Это ни на что такое похожим не было и быть не могло; но какая-то, чудилось в последнем, зодиакальном уже свете, сухая мгла сопровождала неведомое это и неопределимое — сама сродни ночной тьме, почти от неё неотличимая и скрывающаяся. Не с чем было сравнить эту мглу, которая и собственно мглою-то не была, а скорее мерцанием неким воздуха, тусклым его проявлением.

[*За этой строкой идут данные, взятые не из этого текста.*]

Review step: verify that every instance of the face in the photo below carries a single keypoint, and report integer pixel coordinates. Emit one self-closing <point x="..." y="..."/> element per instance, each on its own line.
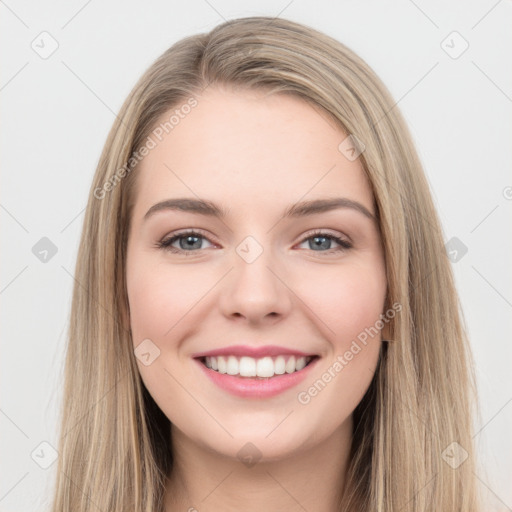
<point x="251" y="281"/>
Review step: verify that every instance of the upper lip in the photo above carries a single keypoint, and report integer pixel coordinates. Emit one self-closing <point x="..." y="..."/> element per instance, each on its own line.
<point x="255" y="352"/>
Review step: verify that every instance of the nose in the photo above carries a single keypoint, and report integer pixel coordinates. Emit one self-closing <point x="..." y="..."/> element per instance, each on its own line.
<point x="256" y="291"/>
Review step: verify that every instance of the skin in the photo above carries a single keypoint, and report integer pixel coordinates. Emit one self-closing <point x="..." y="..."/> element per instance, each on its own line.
<point x="256" y="155"/>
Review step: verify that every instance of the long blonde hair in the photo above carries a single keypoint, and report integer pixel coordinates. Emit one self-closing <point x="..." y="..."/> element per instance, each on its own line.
<point x="115" y="442"/>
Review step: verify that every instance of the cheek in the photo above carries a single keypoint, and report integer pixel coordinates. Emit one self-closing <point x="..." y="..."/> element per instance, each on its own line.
<point x="160" y="296"/>
<point x="348" y="301"/>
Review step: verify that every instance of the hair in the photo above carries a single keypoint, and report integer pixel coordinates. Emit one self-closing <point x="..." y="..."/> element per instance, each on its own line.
<point x="114" y="446"/>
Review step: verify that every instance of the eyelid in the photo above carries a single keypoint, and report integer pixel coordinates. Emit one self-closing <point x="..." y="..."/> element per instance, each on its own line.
<point x="344" y="242"/>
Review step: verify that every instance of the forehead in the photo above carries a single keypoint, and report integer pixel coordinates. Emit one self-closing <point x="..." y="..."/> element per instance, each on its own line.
<point x="249" y="148"/>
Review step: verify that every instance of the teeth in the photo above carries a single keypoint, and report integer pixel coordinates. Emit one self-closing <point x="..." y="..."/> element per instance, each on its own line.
<point x="250" y="367"/>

Она возникла как бы из самого пространства, из координатной его тончайшей сети просквозила и замечена никем не была, всё ушло с головой в первый, утягивающий на дно существования сон, в забытьё полное — всё, всех увело, кроме разве старика, выбравшегося скоротать с куревом часок-другой бессонницы своей в палисадник старый, полуразгороженный, под непроглядные ночные тополя.
Перед тем, на самом исходе вечерней зари, ещё чувствовалось снизу от огородов и прибрежных кустов неявное движение, наплывы, помавания речной свежести, ещё одинокий степной комарик тонко зундел, жаловался и была надежда на скудную хотя бы, пусть под утро, напояющую росу. Но с тьмой и во тьме появилась, проявилась, но облегла всё, мёртво обняла эта будто иссушающая всё в себе мгла, обступила — и завыла где-то одна собака, брехнула испуганно и залилась другая; и старика, без того согбенного, ещё согнуло в глухом клокоте кашля, в попытках не дать доломать себя, жизнью ломаного-переломаного, продохнуть, сказать себе самому: да што, мол, за чёрт… што такое?!

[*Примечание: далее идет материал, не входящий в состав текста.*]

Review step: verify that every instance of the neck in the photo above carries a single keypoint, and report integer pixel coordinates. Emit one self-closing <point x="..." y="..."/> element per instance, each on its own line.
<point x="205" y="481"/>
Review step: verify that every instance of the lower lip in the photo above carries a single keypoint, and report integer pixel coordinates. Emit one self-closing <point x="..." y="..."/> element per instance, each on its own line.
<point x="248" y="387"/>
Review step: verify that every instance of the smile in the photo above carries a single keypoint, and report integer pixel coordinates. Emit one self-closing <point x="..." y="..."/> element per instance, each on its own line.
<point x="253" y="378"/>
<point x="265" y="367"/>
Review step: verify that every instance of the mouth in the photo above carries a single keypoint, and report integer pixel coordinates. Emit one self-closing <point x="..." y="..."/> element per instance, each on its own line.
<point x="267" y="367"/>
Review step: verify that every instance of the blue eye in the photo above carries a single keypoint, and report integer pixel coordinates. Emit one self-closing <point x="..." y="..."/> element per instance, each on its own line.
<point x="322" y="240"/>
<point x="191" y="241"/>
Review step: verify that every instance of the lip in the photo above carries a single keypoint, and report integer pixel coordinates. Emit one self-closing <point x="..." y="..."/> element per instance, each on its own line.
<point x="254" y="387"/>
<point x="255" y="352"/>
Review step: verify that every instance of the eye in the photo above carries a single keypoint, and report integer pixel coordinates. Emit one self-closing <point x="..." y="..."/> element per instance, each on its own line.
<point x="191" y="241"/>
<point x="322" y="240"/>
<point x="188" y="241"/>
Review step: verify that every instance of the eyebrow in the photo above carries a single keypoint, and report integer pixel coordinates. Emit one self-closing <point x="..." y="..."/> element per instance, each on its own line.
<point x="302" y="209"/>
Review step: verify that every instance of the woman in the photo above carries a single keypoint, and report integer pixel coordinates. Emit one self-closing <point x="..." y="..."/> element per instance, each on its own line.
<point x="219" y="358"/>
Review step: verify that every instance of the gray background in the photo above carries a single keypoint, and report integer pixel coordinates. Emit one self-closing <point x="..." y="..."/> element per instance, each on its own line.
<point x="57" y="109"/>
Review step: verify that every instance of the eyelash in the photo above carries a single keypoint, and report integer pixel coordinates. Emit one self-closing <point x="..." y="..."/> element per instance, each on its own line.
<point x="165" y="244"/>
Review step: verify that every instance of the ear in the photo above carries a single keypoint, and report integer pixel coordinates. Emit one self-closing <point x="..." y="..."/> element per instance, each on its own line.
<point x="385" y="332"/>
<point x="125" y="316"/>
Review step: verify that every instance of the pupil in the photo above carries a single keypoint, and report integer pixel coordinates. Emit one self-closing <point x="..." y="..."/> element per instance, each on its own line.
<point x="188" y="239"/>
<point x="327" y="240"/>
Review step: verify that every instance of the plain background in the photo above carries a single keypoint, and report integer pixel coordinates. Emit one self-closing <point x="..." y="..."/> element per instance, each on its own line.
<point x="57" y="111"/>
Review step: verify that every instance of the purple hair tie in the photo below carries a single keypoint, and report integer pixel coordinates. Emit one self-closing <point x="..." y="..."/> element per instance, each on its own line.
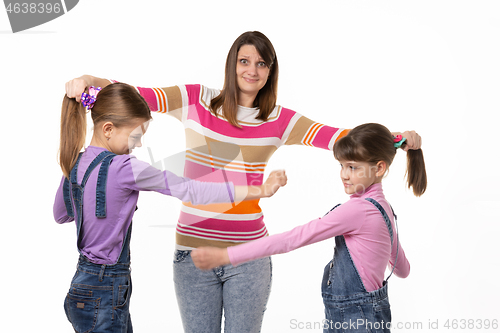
<point x="88" y="100"/>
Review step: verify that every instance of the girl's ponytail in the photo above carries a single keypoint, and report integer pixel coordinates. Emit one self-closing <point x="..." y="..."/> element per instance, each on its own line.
<point x="73" y="132"/>
<point x="415" y="171"/>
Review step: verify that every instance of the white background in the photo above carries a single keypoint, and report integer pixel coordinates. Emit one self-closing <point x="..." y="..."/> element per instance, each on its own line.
<point x="432" y="66"/>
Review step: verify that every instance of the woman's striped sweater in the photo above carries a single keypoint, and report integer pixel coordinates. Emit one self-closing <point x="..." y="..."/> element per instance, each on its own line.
<point x="219" y="151"/>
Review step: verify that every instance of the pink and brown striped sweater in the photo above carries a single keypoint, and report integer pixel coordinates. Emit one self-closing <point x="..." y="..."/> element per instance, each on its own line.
<point x="218" y="151"/>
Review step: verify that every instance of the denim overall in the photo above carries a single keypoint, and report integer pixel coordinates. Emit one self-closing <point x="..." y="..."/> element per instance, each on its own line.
<point x="98" y="299"/>
<point x="348" y="306"/>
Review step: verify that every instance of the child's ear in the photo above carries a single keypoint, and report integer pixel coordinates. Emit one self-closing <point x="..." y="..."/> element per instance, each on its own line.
<point x="107" y="129"/>
<point x="381" y="168"/>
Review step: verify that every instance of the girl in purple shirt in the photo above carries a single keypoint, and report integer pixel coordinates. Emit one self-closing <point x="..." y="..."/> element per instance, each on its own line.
<point x="99" y="191"/>
<point x="353" y="288"/>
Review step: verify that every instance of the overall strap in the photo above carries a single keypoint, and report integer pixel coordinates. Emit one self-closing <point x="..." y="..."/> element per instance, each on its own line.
<point x="100" y="207"/>
<point x="389" y="226"/>
<point x="66" y="191"/>
<point x="93" y="164"/>
<point x="77" y="189"/>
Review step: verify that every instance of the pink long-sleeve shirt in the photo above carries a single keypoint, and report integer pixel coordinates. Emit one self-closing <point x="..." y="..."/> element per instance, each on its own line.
<point x="363" y="228"/>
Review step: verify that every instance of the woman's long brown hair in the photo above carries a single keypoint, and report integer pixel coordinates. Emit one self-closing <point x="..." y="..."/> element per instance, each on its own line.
<point x="227" y="100"/>
<point x="373" y="143"/>
<point x="118" y="103"/>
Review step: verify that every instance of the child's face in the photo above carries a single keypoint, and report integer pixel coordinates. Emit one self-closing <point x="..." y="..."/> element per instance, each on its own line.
<point x="126" y="138"/>
<point x="358" y="176"/>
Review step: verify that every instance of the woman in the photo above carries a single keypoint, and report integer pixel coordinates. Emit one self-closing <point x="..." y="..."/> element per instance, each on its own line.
<point x="245" y="115"/>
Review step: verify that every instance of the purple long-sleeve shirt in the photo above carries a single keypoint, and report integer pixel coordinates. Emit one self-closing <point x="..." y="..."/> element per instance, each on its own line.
<point x="103" y="237"/>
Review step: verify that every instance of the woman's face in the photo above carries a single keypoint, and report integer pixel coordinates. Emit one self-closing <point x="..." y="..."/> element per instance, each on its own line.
<point x="251" y="74"/>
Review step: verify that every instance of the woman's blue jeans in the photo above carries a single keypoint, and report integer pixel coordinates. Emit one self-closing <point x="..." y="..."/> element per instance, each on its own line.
<point x="240" y="292"/>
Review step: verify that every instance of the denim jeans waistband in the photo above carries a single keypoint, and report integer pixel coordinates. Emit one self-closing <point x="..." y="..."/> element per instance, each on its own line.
<point x="104" y="270"/>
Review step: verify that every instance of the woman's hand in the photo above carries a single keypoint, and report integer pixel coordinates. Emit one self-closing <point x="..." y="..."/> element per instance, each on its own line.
<point x="413" y="140"/>
<point x="209" y="257"/>
<point x="77" y="86"/>
<point x="276" y="179"/>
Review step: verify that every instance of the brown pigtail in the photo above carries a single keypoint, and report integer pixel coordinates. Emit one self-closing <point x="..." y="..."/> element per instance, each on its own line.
<point x="73" y="132"/>
<point x="415" y="171"/>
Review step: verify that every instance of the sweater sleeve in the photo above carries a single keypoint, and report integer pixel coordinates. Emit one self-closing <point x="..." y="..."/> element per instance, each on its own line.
<point x="345" y="219"/>
<point x="163" y="100"/>
<point x="302" y="130"/>
<point x="137" y="175"/>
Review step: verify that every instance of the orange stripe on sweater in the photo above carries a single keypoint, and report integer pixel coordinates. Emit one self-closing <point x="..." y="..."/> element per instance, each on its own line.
<point x="312" y="132"/>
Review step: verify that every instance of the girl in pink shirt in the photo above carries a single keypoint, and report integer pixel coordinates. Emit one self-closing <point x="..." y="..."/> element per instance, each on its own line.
<point x="353" y="288"/>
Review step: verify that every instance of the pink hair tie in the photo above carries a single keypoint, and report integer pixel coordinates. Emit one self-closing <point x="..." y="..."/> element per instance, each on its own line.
<point x="88" y="100"/>
<point x="398" y="141"/>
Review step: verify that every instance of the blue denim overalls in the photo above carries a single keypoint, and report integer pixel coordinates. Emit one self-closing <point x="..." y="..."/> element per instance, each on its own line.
<point x="348" y="306"/>
<point x="98" y="299"/>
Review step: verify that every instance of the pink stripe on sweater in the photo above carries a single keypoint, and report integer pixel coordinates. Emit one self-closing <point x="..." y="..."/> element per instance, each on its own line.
<point x="150" y="97"/>
<point x="250" y="226"/>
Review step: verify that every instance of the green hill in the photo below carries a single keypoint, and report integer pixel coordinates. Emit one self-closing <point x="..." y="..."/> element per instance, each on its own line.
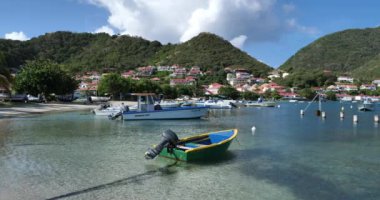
<point x="209" y="51"/>
<point x="348" y="51"/>
<point x="86" y="51"/>
<point x="370" y="70"/>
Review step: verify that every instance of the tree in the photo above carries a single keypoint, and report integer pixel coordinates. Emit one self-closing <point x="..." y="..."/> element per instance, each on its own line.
<point x="307" y="93"/>
<point x="44" y="77"/>
<point x="114" y="84"/>
<point x="5" y="77"/>
<point x="169" y="91"/>
<point x="250" y="96"/>
<point x="145" y="85"/>
<point x="330" y="95"/>
<point x="229" y="92"/>
<point x="185" y="90"/>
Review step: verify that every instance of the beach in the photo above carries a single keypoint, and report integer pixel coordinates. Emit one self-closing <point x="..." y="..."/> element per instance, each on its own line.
<point x="40" y="108"/>
<point x="21" y="109"/>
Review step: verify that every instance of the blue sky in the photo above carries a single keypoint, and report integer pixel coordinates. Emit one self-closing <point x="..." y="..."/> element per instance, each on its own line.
<point x="269" y="30"/>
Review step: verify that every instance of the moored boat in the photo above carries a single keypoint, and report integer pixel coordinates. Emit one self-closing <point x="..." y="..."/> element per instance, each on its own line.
<point x="99" y="99"/>
<point x="261" y="104"/>
<point x="146" y="110"/>
<point x="104" y="110"/>
<point x="366" y="105"/>
<point x="200" y="147"/>
<point x="218" y="104"/>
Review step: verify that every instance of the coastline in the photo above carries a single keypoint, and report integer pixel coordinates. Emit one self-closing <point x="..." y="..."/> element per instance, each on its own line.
<point x="21" y="110"/>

Но не успел. Оцепененье настигло всё — глухое, обморочное, и старик уже не задышкой — им зашёлся, воздуха лишившим, онеменьем этим, в какое-то мгновенье охватившим и его, человека, и всё живое вокруг и неживое, все звуки, движенья, даже осокорёк молоденький, незнамо как занесённый сюда и вылезший за штакетником, только что шевеливший изреженными своими, в чём душа держится, листками, но замолкший враз, даже чёрный этот кривой, вразнобой глядящий штакетник… На миг долгий оцепенило, неизвестно сколько продлившийся, в нетях застрявший, в беспамятстве мгновенном и полном, и от него, человека, ни горя, ни радости, ни даже сознания себя не осталось, а одни только глаза будто — чтобы видеть всё это, обезличенное напрочь, утратившее всякое содержание своё, жизнь.
2
Она его почувствовала, узнала сразу — едва только вошла в непалимовский свой автобус.

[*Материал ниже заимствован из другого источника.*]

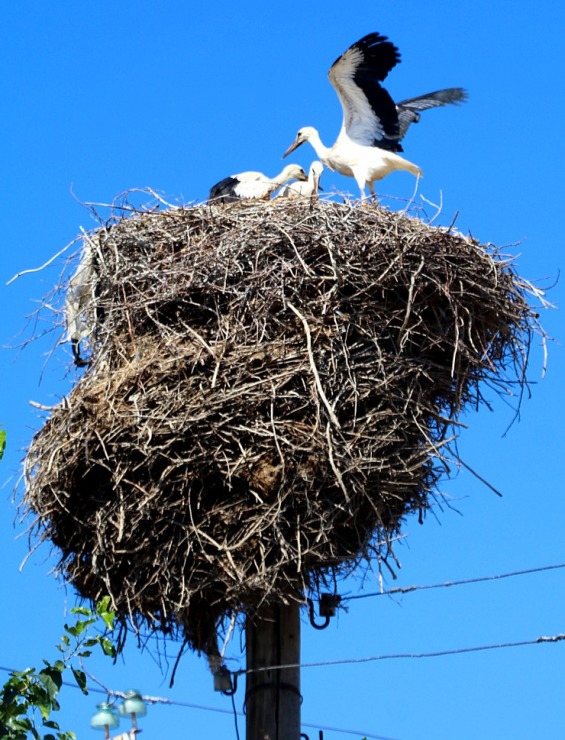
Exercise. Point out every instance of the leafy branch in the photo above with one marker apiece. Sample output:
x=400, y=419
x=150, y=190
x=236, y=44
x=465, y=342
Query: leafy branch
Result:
x=29, y=697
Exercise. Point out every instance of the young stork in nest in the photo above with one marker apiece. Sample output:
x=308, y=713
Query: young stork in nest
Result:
x=306, y=189
x=373, y=125
x=253, y=185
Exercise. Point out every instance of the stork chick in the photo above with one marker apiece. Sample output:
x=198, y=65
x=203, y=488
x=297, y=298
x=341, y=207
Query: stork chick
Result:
x=305, y=189
x=253, y=185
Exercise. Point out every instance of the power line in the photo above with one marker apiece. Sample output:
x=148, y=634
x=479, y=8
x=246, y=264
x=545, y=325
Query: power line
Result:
x=218, y=710
x=396, y=656
x=447, y=584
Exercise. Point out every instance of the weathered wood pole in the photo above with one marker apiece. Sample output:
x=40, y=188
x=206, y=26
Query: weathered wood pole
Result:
x=272, y=697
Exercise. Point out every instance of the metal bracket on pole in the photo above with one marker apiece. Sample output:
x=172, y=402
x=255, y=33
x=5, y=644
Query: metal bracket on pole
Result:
x=328, y=605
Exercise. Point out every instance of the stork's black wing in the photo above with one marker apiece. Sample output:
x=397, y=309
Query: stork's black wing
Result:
x=370, y=116
x=409, y=110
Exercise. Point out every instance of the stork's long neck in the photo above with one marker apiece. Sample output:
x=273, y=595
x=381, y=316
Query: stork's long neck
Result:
x=322, y=151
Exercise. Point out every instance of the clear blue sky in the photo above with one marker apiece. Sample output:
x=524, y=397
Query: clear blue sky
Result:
x=102, y=97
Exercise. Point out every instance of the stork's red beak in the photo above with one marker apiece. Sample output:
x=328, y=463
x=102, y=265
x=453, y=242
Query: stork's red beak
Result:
x=296, y=143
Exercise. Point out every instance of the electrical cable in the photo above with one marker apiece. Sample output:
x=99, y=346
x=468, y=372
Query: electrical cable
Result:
x=218, y=710
x=446, y=584
x=396, y=656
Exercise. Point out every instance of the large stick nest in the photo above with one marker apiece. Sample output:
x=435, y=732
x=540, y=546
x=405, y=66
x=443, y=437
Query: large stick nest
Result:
x=270, y=390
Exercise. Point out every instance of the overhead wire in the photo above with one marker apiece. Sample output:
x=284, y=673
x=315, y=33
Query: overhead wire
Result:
x=190, y=705
x=396, y=656
x=448, y=584
x=367, y=659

Народу уже натолкалось, но с каким-то мальчиком повезло, полузнакомым студентом, приличным и в очках, уступил место; и пока рассовывала сумки — большую под сиденье, так, лёгкую к ногам, а замшевую сумочку побыстрее с шеи, а то как тётка какая запурханная, — уже глянула и раз, и другой на него, стоявшего в проходе вполоборота к ней… да нет, затылком почти, виднелась сухощавая, даже на погляд жёсткая скула, продолговатый нос, прямой, и небольшие совсем, заметно выгоревшие усы, а глаз как будто нет — так, прочерк один, откуда временами проблёскивало холодно, даже тускло. И он глянул, не очень-то, видно, довольный, что его побеспокоили вниманьем; не сразу отвёл глаза — и отвернулся, отвлекли, какой-то опоздавший мужик бежал рядом с тронувшимся автобусом, кричал шофёру и гулко раза два грохнул кулаком в листовую обшивку; и звук отдалённым получился, из каких-то будто иных пространств, и грозный — так в дверь твою стучат…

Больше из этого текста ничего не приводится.